The label has solo releases by Laurie Krauz, Phillip Officer, and Sal Viviano. And there's a newsletter, bluebutterfly (e-mail email@example.com or write to Jerome Records Inc., 295 Greenwich Street, Suite 392, New York, NY 10007).
CARUSO & CO.
If you haven't yet caught TheaterMania columnist and man-about-town Jim Caruso 's Monday Night madness with Billy Stritch at Arci's Place, you've got two chances left: December 11 (at 9pm) and an only-fantastic New Year's Eve bash which will include guest performers Steven Brinberg (as "Simply Barbra"), Alexandra Haas, Amanda Green, and no less than Linda Lavin.
One of the surprise presents we New Yorkers got this summer was the Caruso-Stritch act, which was happily extended through the fall. Thank God, the show was recorded. That CD, titled Caruso--Live and In Person!, will hit stores in February; but you stocking-stuffers (and you know who you are) can get a jump on everyone else by ordering online from LMLMusic.com or by calling 888-856-9202.

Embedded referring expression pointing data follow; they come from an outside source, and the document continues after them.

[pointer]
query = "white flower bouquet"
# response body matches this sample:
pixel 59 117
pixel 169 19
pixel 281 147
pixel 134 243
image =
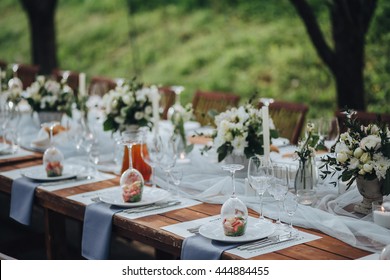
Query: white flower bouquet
pixel 129 104
pixel 240 132
pixel 50 96
pixel 363 151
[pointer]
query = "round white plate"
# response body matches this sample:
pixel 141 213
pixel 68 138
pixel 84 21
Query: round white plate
pixel 149 196
pixel 39 174
pixel 254 231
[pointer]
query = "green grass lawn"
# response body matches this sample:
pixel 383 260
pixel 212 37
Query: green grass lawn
pixel 266 51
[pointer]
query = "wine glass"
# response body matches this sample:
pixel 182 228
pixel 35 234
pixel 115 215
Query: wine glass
pixel 177 106
pixel 234 212
pixel 331 130
pixel 131 182
pixel 290 204
pixel 53 157
pixel 259 178
pixel 279 186
pixel 15 81
pixel 152 152
pixel 176 176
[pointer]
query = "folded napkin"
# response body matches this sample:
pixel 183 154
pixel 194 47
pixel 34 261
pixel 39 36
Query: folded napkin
pixel 95 243
pixel 198 247
pixel 22 198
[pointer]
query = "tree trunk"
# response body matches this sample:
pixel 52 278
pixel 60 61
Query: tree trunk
pixel 41 15
pixel 349 20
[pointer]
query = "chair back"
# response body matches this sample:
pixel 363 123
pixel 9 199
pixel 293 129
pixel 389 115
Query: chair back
pixel 288 118
pixel 27 74
pixel 100 85
pixel 205 102
pixel 363 117
pixel 168 98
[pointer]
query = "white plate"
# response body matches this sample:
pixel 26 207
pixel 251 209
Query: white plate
pixel 254 231
pixel 149 196
pixel 39 173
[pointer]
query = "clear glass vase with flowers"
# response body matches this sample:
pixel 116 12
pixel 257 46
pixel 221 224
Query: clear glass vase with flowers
pixel 362 154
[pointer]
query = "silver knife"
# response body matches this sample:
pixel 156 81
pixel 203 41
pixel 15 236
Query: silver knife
pixel 154 207
pixel 76 179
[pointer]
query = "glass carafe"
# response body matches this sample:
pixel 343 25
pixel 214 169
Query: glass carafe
pixel 132 181
pixel 52 158
pixel 234 212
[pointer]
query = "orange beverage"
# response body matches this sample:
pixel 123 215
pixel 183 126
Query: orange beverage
pixel 138 162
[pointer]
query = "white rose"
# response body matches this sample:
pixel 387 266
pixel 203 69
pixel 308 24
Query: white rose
pixel 365 158
pixel 138 115
pixel 367 167
pixel 358 153
pixel 342 157
pixel 370 142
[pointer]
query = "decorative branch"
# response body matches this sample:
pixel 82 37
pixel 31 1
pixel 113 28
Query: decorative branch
pixel 313 29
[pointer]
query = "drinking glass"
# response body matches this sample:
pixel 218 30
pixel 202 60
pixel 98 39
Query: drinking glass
pixel 168 159
pixel 53 157
pixel 234 212
pixel 176 176
pixel 132 181
pixel 152 152
pixel 290 204
pixel 259 178
pixel 279 186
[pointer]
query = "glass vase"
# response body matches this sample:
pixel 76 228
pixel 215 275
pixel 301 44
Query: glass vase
pixel 305 180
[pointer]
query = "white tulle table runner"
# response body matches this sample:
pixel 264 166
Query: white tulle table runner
pixel 204 180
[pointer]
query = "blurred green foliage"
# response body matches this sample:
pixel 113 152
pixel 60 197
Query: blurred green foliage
pixel 227 45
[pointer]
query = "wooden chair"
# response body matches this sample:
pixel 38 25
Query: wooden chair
pixel 204 102
pixel 363 117
pixel 27 74
pixel 168 98
pixel 72 80
pixel 288 118
pixel 3 65
pixel 100 85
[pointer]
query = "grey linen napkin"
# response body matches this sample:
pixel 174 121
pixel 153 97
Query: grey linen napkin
pixel 96 238
pixel 22 198
pixel 198 247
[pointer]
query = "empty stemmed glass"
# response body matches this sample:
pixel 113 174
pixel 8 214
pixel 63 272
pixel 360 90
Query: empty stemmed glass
pixel 290 204
pixel 152 152
pixel 234 212
pixel 259 178
pixel 279 186
pixel 53 157
pixel 132 181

It's difficult to describe the show Caruso does. "A party"--the all-inclusive kind--comes closest to the mark, I think. Suffice it to say that he charms, live or on CD.
A NEW VICTORY FOR CORA
Cora Cahan is a hero of mine, I confess. As co-founder (along with Eliot Feld) of The Joyce Theater Foundation, she gave a new home to American dance the likes of which--in terms of facilities, production contracts, all-in-one packaging--the field hadn't known before. She redefined the turf. That, folks, is a maverick. And a maverick never rests on her laurels.
Her current venture--The New Victory Theater--marks its fifth year as New York's premier theater for children on December 11. Cahan has taught us that if we scrape away the grit and dust that attaches itself to the term "children's theater," we can offer very young theatergoers a world that is as vital, sophisticated, and alive as the best of adult entertainment. For this special anniversary, she and board chairman Marion S. Helskell will raise a glass to fellow board member Mary Ann Tighe, the Vice Chairman of Insignia/ESG--who, like Cahan, is a believer in exploring new cultural landscapes. A reception and dinner at the New 42nd Street Studios will preface a performance of Circus Oz at the New Victory.